POSTED: 7:31 a.m. HST, Jan 29, 2012
LAST UPDATED: 1:09 p.m. HST, Jan 29, 2012
LAS VEGAS >> Nevada's casinos have taken on more debt than ever before, shifting the finances of the state's largest industry into unprecedented territory, according to an analysis of state gambling data by the University of Nevada, Las Vegas.
The study released by UNLV Center for Gaming Research found that total liabilities for the state's casinos have grown 18-fold since 1984 to $51.2 billion during the fiscal year that ended in June 2011. But with $22 billion in casino revenues for that same period, the money they were pulling in was only five times the amount from 1984.
The center's director, Dave Schwartz, said that since 2008, casinos have owed more in long-term debt than they collectively earn in revenue each year.
"This says that the growth that we saw and the investment that we saw in the middle of the decade was quite different from what we saw in the middle of the 90s," Schwartz said.
The years just before the Great Recession were the best — and most optimistic — years for Sin City casinos, as developers were eager to build more megaresorts and casinos seemed to fill hotel rooms and slot machines as quickly as they could build.

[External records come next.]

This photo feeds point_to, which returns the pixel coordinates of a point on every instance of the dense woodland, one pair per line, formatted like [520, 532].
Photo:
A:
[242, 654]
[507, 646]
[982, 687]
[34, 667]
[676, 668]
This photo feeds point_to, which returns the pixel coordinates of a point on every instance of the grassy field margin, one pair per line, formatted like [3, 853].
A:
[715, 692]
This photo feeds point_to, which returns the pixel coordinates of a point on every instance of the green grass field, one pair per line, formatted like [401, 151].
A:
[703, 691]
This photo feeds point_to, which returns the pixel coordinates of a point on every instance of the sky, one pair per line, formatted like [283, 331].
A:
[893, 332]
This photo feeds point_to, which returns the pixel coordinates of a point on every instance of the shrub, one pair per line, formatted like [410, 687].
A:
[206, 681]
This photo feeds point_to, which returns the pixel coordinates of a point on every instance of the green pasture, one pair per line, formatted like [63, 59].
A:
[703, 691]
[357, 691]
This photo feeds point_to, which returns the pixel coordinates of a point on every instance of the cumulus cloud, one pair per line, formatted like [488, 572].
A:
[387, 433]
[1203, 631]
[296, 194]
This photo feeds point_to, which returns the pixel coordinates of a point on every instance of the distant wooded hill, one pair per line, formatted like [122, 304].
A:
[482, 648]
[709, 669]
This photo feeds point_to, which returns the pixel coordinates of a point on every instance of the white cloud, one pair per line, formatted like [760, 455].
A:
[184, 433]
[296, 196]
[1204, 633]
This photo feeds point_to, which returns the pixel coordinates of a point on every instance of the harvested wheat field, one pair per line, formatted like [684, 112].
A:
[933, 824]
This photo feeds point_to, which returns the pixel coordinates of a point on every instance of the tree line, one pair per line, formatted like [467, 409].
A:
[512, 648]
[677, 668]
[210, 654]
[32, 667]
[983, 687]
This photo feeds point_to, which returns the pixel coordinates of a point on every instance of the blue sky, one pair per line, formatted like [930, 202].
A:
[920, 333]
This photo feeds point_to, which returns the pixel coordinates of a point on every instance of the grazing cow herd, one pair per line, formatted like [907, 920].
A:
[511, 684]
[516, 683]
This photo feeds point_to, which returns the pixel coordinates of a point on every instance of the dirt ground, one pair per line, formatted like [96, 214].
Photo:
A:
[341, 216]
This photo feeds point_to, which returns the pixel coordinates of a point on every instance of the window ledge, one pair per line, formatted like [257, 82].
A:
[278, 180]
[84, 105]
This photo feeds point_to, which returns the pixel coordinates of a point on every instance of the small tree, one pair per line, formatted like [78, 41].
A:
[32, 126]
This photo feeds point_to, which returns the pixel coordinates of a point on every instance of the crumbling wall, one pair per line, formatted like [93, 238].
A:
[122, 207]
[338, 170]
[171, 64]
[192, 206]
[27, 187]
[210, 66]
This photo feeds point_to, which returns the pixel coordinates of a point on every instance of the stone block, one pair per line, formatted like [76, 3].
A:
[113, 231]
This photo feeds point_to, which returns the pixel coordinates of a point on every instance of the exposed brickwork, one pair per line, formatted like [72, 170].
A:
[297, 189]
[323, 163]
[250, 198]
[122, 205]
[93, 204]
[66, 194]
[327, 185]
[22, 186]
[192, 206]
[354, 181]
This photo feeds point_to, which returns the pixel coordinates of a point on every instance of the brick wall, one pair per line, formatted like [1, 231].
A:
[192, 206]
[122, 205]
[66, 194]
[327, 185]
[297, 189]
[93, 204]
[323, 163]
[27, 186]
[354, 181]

The success led to aggressive financing for construction and the pricey privatizations of Caesars Entertainment Corp., then Harrah's Entertainment, and Station Casinos Inc. Both corporate buyouts left the companies with significant debt.
Casinos in Nevada collectively lost $14.2 billion before taxes from July 2008 to June 2011.
Schwartz said that since fiscal 2009, general and administrative costs for things like interest payments and write-downs have consumed more than half of all casino revenues in the state.